Enlightenment feminism

The founding text of liberal feminism. Writing in 1792, Wollstonecraft turns the Enlightenment's own principles against itself: if reason and rights belong to all human beings, they cannot be denied to women. She argues that women appear frivolous only because they are educated for dependence, and demands that they be treated as rational creatures and citizens. Every later argument for women's equality has roots here.

About the author

English writer and philosopher (1759–1797), one of the founding figures of feminist thought. Wollstonecraft wrote on education, politics, and the French Revolution, lived an unconventional and embattled life, and died days after giving birth to her daughter Mary Shelley. Her Vindication remains the cornerstone of the liberal-feminist tradition.

Synopsis

Wollstonecraft argues that the supposed inferiority of women is the product of a miseducation that cultivates charm and submission instead of reason and virtue. She insists that women are rational beings entitled to the same education and moral standing as men, that marriage should be a partnership of equals, and that a society which degrades women degrades itself.

Quote to notice

Direct quote · Public domain

“I do not wish women to have power over men, but over themselves.”

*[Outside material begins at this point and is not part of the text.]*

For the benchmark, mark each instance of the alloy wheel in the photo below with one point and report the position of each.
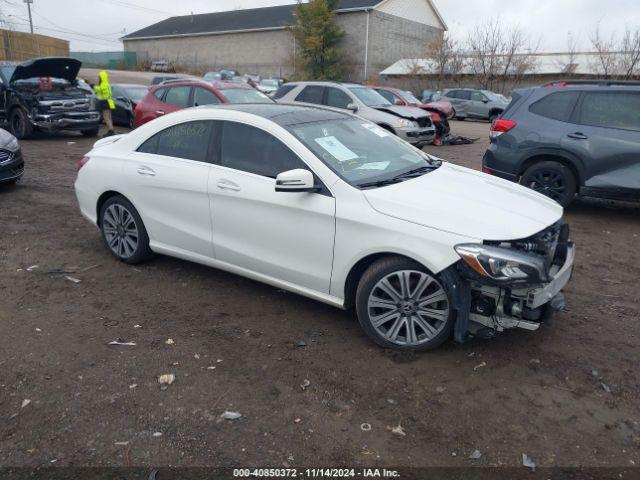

Wollstonecraft frames emancipation as self-command rather than domination: the goal is for women to be rational, independent agents, not to invert the hierarchy. It is the Enlightenment ideal of autonomy claimed, for the first time at this depth, on behalf of women.

To avoid a bubble

Pair with Rousseau's Émile, whose account of women's education Wollstonecraft is directly attacking, and with later feminists (de Beauvoir, hooks) who argue that formal equality of reason and rights does not reach the deeper structures of subordination.

Reading note

Eighteenth-century prose, but the argument is bracingly direct. Read it as the Enlightenment-rationalist root of feminism, then read de Beauvoir and hooks to see how later feminists extended and challenged its faith in reason and rights.

Best paired with

John Stuart Mill, The Subjection of Women; Simone de Beauvoir, The Second Sex.